Scientists from the US have designed high-performance, low-error DNA editors that can selectively transfigure a single DNA building block to another. This technology fills a gap in genome editing that even CRISPR/Cas9 could not, further raising hopes for a world where disease-causing mutations can be corrected without fear.
The building blocks that chain together to make DNA are called nucleotide bases. They come in four types: adenine (A), guanine (G), thymine (T) and cytosine (C). DNA exists in the form of two chains of nucleotides wound in a double helix shape. The second chain is complementary to the first: for every A in the first strand. there is a T in the second and vice-versa. Similarly, for every G in the first strand, there is a C in the parallel strand. The two chains are held together by bonds that pair the As to the Ts and the Cs to the Gs.
The four bases must exist in a specific sequence for the human body to function properly. Most mutations are harmless but a few are responsible for genetic diseases that are largely considered incurable. Therefore, molecular biologists have been on a mission to devise techniques that will allow dangerous mutations to be corrected.
Though most diseases are linked to multiple sections of DNA, there are several that arise due to a mutation in a single base. These point mutations are called single nucleotide polymorphisms (SNPs). With diseases that are caused by SNPs, it’s just a matter of converting the ‘wrong’ base to the ‘right’ base – and this is called base editing.
A complete base editing toolkit should cover techniques to allow correcting all types of SNPs. In other words, we need chemical processes that can turn one nucleotide into any of the other three. Last year, a team of chemical biologists led by David R. Liu from the Broad Institute, at the Massachusetts Institute of Technology, and Harvard University got us halfway there. They described a way to use an existing enzyme that could chemically convert C to T. Since Cs exist as either a C-G base pair or a G-C base pair, this meant that Liu’s technique could correct C-G → T-A as well as G-C → A-T. All that remained to complete this toolkit was a technique that could convert A to G.
Theoretically, this should have been simple to devise. C/T and A/G are chemically quite similar, so all that scientists needed was another enzyme. However, the problem was that there is no enzyme known that can convert a molecule of ‘A’ to a molecule of ‘G’. So Liu and team had to design a solution for this themselves. This week, they announced that they had finally succeeded in developing a new class of adenine base editors (ABEs) that allow A-T → G-C and T-A → C-G transformations.
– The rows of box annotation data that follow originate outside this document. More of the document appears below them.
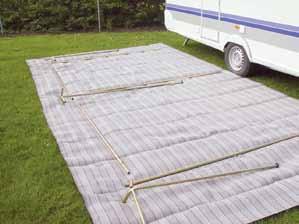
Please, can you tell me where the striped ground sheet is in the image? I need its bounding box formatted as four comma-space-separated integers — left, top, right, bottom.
28, 44, 299, 224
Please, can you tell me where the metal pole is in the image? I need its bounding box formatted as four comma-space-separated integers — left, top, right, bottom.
97, 0, 101, 32
0, 18, 4, 35
62, 70, 221, 99
62, 80, 183, 98
131, 189, 145, 224
125, 134, 299, 187
79, 105, 130, 174
122, 163, 279, 203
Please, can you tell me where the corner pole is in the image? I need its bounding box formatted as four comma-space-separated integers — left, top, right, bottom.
97, 0, 101, 32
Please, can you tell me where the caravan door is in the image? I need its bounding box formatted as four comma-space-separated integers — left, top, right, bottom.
201, 0, 220, 42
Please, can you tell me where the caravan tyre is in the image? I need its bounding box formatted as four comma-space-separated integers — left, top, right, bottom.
225, 44, 251, 77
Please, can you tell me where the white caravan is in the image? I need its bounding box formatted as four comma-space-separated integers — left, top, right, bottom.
165, 0, 299, 77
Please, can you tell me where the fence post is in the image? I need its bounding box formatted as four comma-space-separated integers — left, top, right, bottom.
97, 0, 101, 32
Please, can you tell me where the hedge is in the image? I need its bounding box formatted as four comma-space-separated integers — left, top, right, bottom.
0, 0, 164, 32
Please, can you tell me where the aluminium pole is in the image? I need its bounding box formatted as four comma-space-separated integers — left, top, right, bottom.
97, 0, 101, 32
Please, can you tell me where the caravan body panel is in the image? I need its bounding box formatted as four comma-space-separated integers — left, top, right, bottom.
165, 0, 299, 76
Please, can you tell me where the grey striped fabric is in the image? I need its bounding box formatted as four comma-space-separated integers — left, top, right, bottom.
28, 44, 299, 224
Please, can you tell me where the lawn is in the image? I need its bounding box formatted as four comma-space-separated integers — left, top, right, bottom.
0, 32, 299, 224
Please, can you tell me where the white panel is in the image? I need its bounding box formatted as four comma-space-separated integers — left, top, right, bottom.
221, 0, 299, 26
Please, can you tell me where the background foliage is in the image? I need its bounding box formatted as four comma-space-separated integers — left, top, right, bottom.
0, 0, 164, 32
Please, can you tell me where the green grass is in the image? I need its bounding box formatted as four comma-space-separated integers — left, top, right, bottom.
0, 32, 299, 224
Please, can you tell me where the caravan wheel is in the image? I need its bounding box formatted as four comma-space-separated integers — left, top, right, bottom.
225, 44, 251, 77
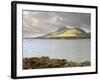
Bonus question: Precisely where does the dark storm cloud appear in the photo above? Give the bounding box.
[23,11,90,37]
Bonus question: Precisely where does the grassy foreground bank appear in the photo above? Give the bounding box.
[23,56,91,69]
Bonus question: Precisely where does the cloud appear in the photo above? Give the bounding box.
[23,11,90,37]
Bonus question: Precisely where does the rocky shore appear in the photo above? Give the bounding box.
[23,56,91,69]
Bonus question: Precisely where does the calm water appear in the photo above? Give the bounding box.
[23,39,90,61]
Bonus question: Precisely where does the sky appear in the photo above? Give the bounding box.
[23,10,90,38]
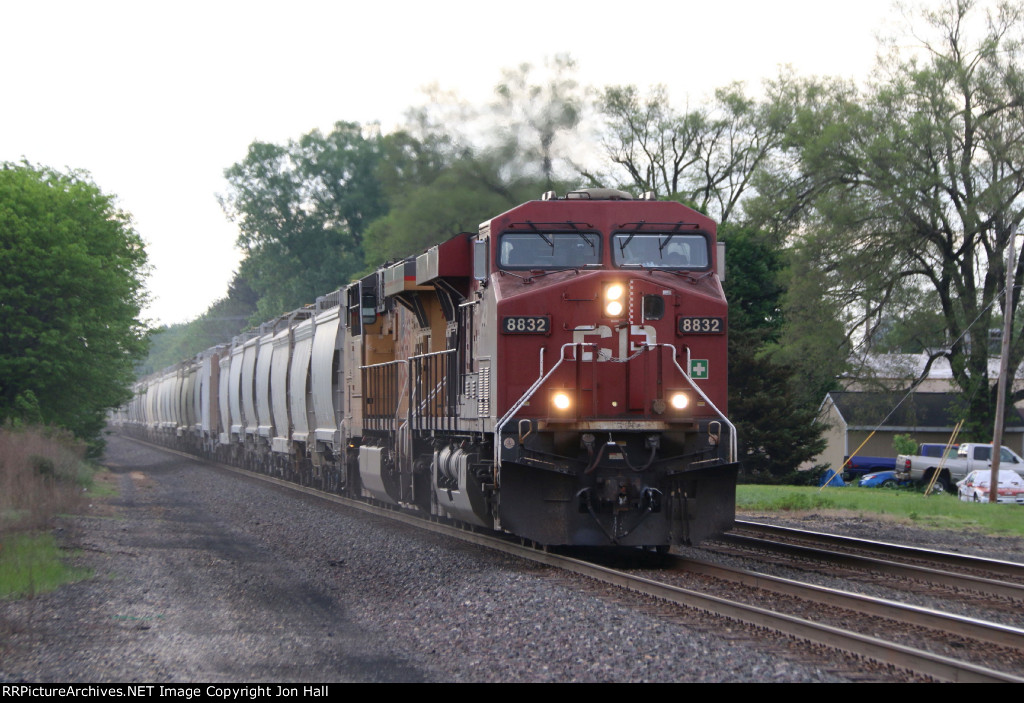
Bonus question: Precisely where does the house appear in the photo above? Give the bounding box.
[813,390,1024,468]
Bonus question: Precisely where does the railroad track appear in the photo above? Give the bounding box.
[119,439,1024,683]
[726,520,1024,585]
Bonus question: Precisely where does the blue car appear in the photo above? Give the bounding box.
[857,471,910,488]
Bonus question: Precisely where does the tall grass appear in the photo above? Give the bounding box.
[736,485,1024,536]
[0,427,92,598]
[0,427,92,533]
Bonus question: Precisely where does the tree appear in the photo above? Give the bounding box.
[221,122,387,319]
[719,225,830,477]
[585,75,794,223]
[764,0,1024,439]
[0,163,146,446]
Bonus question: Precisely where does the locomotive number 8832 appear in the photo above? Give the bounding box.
[117,188,737,548]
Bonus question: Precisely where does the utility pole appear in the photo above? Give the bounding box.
[985,225,1017,503]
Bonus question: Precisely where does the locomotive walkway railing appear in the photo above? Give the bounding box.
[359,359,409,432]
[409,349,459,430]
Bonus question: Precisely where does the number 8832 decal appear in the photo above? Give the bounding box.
[676,317,725,335]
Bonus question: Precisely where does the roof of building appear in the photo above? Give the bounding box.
[845,353,1024,381]
[826,391,1024,432]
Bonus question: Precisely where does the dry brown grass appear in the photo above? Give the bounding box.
[0,427,91,532]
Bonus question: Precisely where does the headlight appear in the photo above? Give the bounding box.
[604,283,626,317]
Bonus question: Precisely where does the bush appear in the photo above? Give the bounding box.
[0,425,92,533]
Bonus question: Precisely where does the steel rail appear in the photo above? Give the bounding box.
[736,520,1024,581]
[676,557,1024,651]
[718,534,1024,601]
[122,435,1024,684]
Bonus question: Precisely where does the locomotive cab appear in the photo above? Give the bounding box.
[479,190,737,545]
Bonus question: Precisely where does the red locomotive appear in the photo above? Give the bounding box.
[121,189,737,547]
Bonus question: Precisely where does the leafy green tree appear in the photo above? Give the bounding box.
[221,122,387,319]
[763,0,1024,439]
[0,163,146,446]
[585,75,795,222]
[720,225,824,477]
[135,274,258,376]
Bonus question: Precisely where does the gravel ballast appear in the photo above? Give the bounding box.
[0,436,991,683]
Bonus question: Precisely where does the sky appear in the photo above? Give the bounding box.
[0,0,900,324]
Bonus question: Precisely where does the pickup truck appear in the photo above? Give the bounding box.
[896,443,1024,491]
The ingredients for the toolkit are all finally at hand.
This discovery is a significant step forward because C-G to T-A mutations account for approximately half of all known disease-causing SNPs, including several that are specific to the Indian population. Ramkumar Sambasivan, who studies embryonic development at InStem, Bengaluru, told The Wire that adopting the base editing technology will help advance studies on such SNPs in India.
The ABEs developed by Liu in this new finding work relatively well (about 50% efficiency) in bacterial as well as human cells. More importantly, they do their jobs with minimum collateral damage; for example, off-target mutations are one of the chief concerns about current gene-editing techniques. “These ABEs advance the field of genome editing by enabling the direct installation of all four transition mutations at target loci in living cells with a minimum of undesired byproducts,” they wrote in their paper, published on October 25 in the journal Nature.
To really explore the potential of their newly developed ABEs in disease correction, Liu and team tested them on human cells. The base editors kept their hopes alive. “We used ABE to install two mutations that suppress the effects of some blood diseases such as sickle cell anaemia,” he said. They were also able to correct an iron-storage disorder called hereditary haemochromatosis, commonly caused by a G to A mutation. “These examples demonstrate the potential of ABEs to correct disease-driving mutations, and to install mutations known to suppress genetic disease phenotypes, in human cells,” the scientists concluded.
As with all gene editing discoveries, hurdles both technical and ethical remain. Sambasivan calls this is a great beginning – but reminds us that issues that other researchers are grappling with still persist. “These base-editors have to be delivered correctly to affected cells in the body of patients, or else the base editing has to be done in the dish outside the body and then the ‘corrected’ cells have to be introduced back into patients.” Liu agreed that delivery of these editing agents and verifying safety and efficacy in animal models, as well as in clinical trials, are significant challenges.
There has been some talk on whether base-editing can replace CRISPR/Cas9 – the latter being the gene-editing technology that has taken over the field in the last five years. Liu brushed off the idea. “CRISPR/Cas9 and base editing are two different genome editing tools, much like scissors and a pencil. For some tasks, scissors are the best tool. For other tasks, like correcting a single letter in a cell’s DNA, the pencil is best. So it’s not correct to say that base editing will replace other CRISPR technologies. Rather, they are complementary tools,” he clarified.